The project has eight key initiatives, Sarlo and O’Toole said, including developing a model for end-of-life care that includes goals and actions that stretch from two years before a person’s death to a year after their passing. It also involves developing education, training, and a state certification process for doctors, nurses, social workers, and other healthcare professionals.

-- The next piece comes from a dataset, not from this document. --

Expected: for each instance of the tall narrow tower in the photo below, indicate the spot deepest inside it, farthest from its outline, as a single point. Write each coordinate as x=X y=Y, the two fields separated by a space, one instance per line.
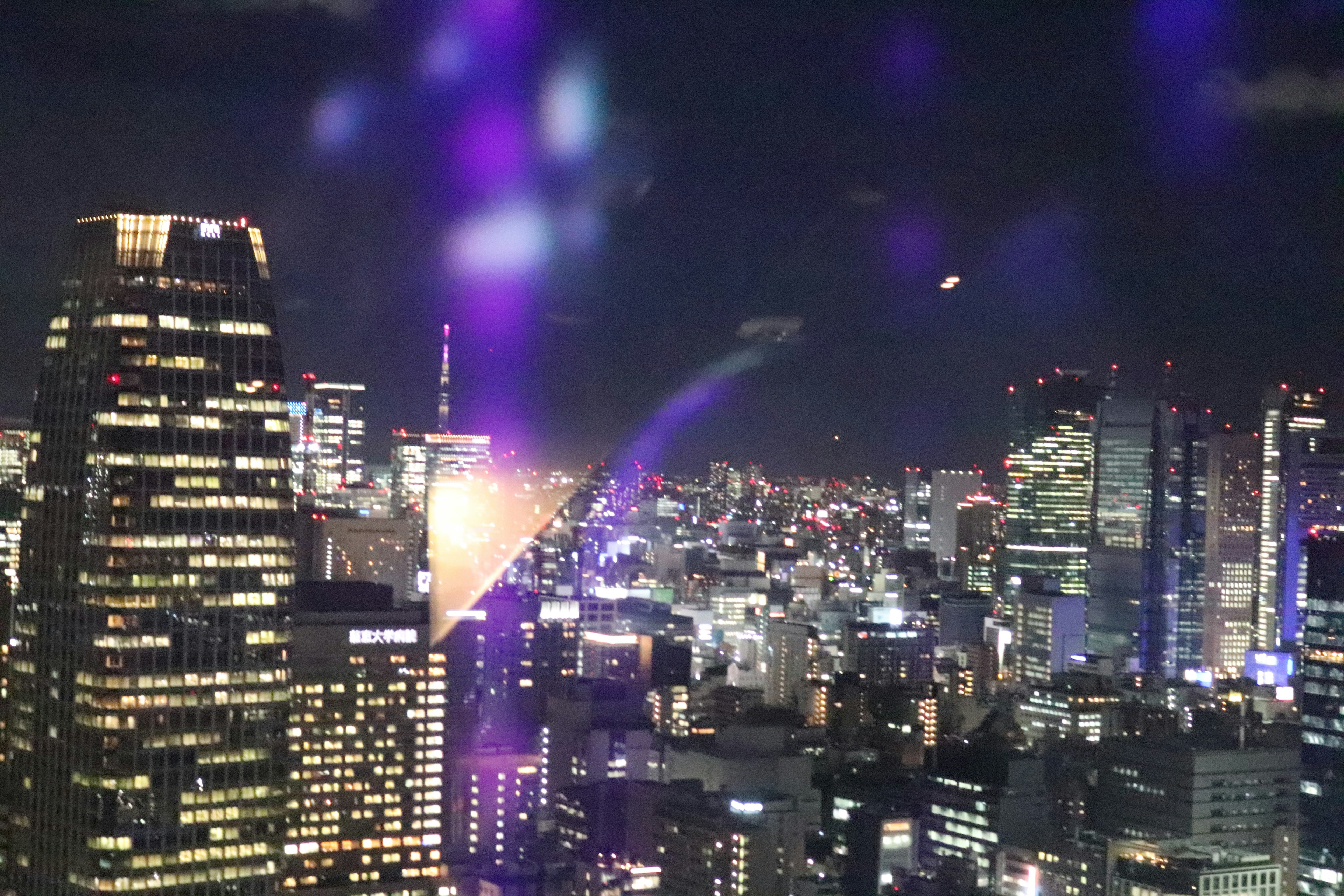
x=444 y=391
x=148 y=686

In addition, the project calls for comparing the patient outcomes and experience for those enrolled in hospice with the results of those who die in hospitals or at home. The work could lead to a series of additional policy recommendations, they said.

“The conversation about end-of-life care is an important one that all families need to be having and that our policymakers need to address,” O’Toole said.  “This funding supports the full spectrum of end-of-life care, encompassing the patient, family, caregiver, provider, and community.”